Schrödinger's cat is a hypothetical animal featuring in a thought experiment proposed by the Austrian physicist Erwin Schrödinger in 1935.

Physics at the time was debating mathematical models and the results of various experiments that suggested particles have wave-like properties. Those waves, some thought, were more like the curve of a probability on a graph than a physical wiggle, like a ripple through water.

Certain implications of this 'probability' description – referred to as the Copenhagen interpretation – considered reality as unsettled until it was part of a system we could observe. In other words, properties weren't defined in any meaningful sense until they were measured in some way by an experiment.

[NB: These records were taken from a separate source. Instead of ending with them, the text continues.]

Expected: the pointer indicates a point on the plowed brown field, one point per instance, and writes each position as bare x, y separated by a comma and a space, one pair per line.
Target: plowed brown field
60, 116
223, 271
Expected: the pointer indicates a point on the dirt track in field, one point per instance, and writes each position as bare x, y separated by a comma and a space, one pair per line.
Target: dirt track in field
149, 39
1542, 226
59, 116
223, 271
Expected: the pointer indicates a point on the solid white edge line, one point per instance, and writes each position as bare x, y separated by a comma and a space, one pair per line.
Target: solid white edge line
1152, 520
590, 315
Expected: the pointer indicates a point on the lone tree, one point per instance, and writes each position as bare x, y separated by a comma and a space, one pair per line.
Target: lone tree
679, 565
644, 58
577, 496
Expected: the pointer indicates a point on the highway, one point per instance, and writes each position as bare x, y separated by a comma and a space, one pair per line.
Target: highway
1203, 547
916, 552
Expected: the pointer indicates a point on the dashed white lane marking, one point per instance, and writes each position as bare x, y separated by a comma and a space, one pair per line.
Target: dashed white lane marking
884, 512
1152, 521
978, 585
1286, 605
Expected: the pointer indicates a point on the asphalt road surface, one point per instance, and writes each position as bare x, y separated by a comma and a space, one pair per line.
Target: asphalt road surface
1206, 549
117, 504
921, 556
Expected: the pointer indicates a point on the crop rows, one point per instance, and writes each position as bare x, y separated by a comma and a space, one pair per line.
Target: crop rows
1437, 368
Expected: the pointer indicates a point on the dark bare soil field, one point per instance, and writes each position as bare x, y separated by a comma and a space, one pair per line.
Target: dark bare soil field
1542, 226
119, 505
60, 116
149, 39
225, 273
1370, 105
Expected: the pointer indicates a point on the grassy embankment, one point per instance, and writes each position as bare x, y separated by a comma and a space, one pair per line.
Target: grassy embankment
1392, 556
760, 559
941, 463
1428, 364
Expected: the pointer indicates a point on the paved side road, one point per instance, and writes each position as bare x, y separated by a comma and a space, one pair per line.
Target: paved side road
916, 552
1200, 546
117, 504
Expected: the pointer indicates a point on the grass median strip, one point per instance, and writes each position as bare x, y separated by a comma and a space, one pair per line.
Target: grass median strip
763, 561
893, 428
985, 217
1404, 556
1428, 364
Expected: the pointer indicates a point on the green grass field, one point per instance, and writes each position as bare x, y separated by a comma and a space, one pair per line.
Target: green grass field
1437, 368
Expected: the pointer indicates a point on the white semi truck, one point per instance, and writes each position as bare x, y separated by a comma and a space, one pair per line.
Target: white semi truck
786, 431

Notable physicists such as Albert Einstein opposed this interpretation, claiming quantum physics was an incomplete theory and future work would reveal what those waves really were. 

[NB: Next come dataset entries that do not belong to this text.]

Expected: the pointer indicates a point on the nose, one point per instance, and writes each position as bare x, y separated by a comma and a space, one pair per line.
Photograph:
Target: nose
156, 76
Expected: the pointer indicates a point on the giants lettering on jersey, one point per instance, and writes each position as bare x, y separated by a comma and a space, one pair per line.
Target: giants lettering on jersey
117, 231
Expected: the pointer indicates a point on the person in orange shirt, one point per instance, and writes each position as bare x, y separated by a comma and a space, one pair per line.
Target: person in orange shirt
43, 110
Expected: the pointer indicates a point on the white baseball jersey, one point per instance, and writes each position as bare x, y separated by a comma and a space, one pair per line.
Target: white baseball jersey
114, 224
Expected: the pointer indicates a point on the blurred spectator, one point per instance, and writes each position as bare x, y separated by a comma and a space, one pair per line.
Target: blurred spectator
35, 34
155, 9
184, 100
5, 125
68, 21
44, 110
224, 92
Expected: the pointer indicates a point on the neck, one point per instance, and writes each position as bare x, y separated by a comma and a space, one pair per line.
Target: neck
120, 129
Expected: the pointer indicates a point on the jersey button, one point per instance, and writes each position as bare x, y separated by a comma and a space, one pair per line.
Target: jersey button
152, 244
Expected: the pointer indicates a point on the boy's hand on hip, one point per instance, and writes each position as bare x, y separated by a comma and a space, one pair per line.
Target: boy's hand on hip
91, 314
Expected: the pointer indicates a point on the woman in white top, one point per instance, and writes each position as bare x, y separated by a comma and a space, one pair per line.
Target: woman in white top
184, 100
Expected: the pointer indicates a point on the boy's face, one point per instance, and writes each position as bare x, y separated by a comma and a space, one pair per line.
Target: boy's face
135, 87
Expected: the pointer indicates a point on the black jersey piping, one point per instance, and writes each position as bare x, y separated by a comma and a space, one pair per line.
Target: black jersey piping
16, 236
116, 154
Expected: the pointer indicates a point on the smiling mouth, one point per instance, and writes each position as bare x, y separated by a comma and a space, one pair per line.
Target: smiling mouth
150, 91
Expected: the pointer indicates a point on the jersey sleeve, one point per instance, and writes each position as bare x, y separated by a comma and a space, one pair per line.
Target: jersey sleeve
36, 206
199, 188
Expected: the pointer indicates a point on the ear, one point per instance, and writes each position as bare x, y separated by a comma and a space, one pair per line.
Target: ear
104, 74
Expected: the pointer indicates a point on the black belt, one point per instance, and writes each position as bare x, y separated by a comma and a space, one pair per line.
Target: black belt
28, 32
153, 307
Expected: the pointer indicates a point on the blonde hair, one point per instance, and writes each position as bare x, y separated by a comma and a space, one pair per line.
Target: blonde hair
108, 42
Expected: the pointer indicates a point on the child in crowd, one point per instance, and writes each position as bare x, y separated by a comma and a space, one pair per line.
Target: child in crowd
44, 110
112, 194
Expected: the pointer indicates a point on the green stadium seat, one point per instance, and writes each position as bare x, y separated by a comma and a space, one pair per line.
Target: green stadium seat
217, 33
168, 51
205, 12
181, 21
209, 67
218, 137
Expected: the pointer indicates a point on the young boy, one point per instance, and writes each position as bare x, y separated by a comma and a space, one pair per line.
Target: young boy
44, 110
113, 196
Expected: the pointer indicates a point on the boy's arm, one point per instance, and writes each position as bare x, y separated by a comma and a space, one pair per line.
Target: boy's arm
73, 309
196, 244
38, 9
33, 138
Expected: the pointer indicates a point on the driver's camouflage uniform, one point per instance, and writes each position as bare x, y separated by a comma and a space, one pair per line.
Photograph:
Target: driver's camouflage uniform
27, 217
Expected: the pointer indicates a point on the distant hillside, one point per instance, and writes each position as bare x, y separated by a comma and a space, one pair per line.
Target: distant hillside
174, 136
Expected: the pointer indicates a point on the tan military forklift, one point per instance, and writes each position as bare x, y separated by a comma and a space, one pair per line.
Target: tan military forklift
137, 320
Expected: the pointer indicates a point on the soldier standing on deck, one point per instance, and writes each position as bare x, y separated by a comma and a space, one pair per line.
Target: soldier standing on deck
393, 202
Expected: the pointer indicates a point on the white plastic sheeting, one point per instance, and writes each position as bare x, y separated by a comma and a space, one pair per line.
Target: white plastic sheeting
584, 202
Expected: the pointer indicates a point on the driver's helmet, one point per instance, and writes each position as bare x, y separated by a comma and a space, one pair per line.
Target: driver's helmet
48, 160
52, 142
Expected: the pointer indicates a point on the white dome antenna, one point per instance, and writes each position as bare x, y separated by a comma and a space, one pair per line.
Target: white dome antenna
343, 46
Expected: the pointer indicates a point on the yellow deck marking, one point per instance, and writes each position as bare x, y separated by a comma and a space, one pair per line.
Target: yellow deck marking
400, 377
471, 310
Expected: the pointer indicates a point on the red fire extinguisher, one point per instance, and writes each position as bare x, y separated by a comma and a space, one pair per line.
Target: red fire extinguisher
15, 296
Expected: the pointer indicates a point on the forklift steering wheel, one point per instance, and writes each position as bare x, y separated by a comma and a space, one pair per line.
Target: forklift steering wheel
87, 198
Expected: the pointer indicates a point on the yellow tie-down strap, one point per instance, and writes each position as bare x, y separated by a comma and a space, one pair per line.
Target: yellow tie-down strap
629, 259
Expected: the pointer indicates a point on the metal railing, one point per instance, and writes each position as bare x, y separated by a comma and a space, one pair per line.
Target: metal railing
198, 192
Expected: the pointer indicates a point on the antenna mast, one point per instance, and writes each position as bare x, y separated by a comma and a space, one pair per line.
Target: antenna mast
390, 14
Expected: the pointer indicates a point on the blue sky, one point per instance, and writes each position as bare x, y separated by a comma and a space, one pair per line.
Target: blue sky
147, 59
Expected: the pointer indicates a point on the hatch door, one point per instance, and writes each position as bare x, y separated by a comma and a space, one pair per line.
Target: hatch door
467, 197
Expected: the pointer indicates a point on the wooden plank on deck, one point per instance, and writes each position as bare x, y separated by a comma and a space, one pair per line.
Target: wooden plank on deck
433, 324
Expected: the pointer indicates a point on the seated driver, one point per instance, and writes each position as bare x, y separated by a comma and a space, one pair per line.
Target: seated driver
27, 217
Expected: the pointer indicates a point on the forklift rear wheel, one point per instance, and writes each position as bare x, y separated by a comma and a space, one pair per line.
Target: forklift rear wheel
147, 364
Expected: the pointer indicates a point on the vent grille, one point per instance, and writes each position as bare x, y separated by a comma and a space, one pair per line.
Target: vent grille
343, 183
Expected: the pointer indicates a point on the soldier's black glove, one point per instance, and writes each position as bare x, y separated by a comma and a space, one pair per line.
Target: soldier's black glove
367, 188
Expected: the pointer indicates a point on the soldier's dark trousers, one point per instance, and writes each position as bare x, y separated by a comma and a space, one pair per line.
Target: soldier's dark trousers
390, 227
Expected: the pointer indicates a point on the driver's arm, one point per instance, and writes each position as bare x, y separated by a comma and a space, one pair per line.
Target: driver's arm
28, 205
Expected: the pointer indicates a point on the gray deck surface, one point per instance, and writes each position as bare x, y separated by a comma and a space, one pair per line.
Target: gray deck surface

Erwin Schrödinger agreed. In an essay titled The present situation in quantum mechanics he criticised such strange definitions of probability by posing an experiment that connected the uncertainty of a particle's unobserved property with something we can all relate to and empathise with – the living state of a small animal.

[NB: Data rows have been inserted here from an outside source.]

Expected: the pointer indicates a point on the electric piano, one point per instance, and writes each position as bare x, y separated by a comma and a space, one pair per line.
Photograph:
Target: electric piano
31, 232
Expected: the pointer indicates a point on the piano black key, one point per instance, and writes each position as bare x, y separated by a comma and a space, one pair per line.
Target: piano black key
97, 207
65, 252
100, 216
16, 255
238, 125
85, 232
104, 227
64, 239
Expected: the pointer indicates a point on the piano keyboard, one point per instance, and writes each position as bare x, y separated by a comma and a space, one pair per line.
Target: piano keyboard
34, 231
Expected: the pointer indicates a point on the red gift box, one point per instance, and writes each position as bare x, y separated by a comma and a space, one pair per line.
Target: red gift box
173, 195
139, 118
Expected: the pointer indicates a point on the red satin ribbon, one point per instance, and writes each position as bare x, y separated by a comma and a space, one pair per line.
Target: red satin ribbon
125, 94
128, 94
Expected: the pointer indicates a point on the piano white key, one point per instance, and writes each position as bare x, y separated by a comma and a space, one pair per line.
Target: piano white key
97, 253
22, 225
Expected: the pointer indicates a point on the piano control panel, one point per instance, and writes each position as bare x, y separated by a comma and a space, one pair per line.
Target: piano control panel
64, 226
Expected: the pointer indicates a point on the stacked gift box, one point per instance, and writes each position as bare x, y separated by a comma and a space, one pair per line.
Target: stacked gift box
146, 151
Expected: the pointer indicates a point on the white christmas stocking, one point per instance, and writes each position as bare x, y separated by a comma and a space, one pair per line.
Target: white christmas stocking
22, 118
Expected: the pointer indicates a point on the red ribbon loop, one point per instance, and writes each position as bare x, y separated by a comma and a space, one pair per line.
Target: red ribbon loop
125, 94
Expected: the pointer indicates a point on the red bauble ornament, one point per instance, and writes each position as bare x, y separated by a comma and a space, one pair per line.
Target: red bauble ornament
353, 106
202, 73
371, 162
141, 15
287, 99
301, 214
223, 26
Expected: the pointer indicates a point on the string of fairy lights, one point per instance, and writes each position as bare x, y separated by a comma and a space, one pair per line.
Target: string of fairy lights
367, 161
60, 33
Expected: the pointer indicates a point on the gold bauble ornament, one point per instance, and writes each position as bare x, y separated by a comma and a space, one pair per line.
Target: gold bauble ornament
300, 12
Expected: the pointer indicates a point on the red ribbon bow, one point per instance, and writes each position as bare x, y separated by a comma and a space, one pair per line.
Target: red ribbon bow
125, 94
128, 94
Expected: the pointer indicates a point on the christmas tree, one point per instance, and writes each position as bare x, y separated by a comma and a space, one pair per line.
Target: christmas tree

"One can even set up quite ridiculous cases," Schrödinger wrote. "A cat is locked up in a steel chamber, along with the following device …"

This device featured a radioactive material by a Geiger counter set to trigger the destruction of a vial of deadly acid the moment it is affected by a particles' decay. According to the Copenhagen Interpretation, the undecided position of a particle colliding with the counter would both hit and not hit it at any one moment, meaning the hidden cat would both be killed and not killed. Only once the whole experiment is observed would the cat be decidedly alive or dead.

Schrödinger thought this was silly, and many physicists agreed. 

Of course, the experiment isn't exactly pet friendly. But less unethical versions of it have been done. Decades later, quantum physics still sounds silly, but it's more likely than ever that our poor cat in its box would indeed be both theoretically alive and dead at the same time after all.

Exactly what terms like 'measured' or 'experiment' mean, however, aren't so clear, making it uncertain to say where Schrödinger's box and its dead-not-dead cat really begins and ends.